Now all I have to do is to live, live long and prosper ('cause Social Security certainly ain't going to help me).

1.28.2005

Heeere's Johnny withdrawal

It is kind of strange to me, being affected so much by Johnny Carson's passing. It didn't really hit me at first but, over time, I find myself being more and more affected. To contrast, I am a big Beatles fan but George's passing didn't really hit me as hard, though that might have been because I knew he was in poor health for a number of years and kind of expected it, whereas Johnny was quiet about his ailments and so it was a shock to see the announcement. Nonetheless, it has affected me more than George's passing.

I guess it is a testament to how much a part of our lives Johnny Carson was for us Baby Boomers. I was aware of him as early as the late 1960's already, though I was less than 10, and started watching him regularly once I entered my mid-teens, when I was allowed to control when I went to bed. Then I basically watched him from the mid-70's until his retirement. He was a constant in all our lives and, for many of us, we did not know TV without Johnny Carson around to entertain us before we went to sleep.

Lots of the obits noted the dichotomy he presented to the audience: honest, wholesome, middle of the road and yet he could get away with telling Dolly Parton, "I would give a whole year's salary to look under your blouse." (Most American males at that time would have wanted "the full monty" for a whole year's salary but that probably would have brought outrage from some quarters...) He could leer with the best of them and he had his string of blonde "bimbo" types that accompanied him in the Mighty Carson Arts Players.

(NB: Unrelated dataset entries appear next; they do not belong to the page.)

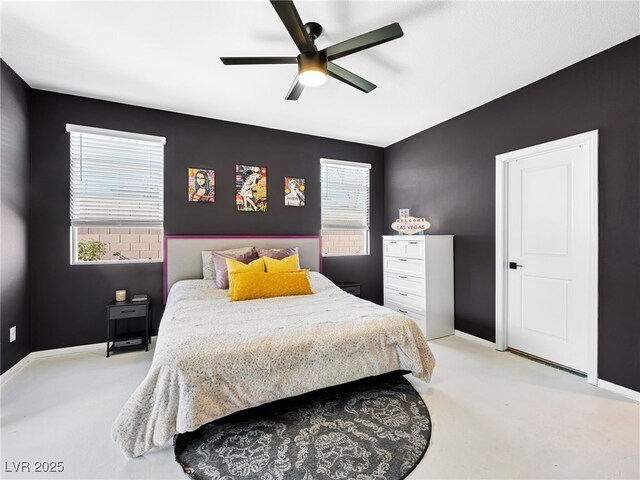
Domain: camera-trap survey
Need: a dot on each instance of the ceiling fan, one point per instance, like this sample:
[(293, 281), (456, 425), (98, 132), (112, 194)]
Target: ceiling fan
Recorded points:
[(314, 65)]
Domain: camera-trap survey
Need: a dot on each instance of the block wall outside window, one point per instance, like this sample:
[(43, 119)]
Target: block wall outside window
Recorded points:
[(344, 242), (125, 243)]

I think that's probably what drew most of us to connect with him: he looked and acted like one of us, one of the regular people. If a joke failed, he would just chalk it up and laugh it off, not get mad at us for not "getting it." Most of his jokes voiced what most of us have thought at one time or another about that topic. And while there are the girls, he presented - appropriately for that time - a PG version of sex appeal that showed us that he knew what most of us were thinking about and, while not giving us all the goods, gave us a wink or a look to remind us that he was one of us.

A note on Johnny Carson's passing

Growing up, Johnny Carson was a figure who loomed large in my life and the lives of millions of people. As he liked to joke about it, there were a lot of people going to sleep with him. He didn't always hit the homeruns - though he had plenty of those - but there were plenty of singles and doubles and there's no shame in that.

What's amazing is his steadiness and consistency over the years. I regret never making it down to LA for a taping. Luckily, I can get my Johnny fix via DVDs and I'm sure that - whatever your beliefs are in an afterlife - he is probably hearing millions of "Heeere's Johnny!" everywhere his spirit goes.

I am glad that, after all the jokes about his previous failed marriages, he appears to have been happily married in his final years and had a good retirement. He will be missed.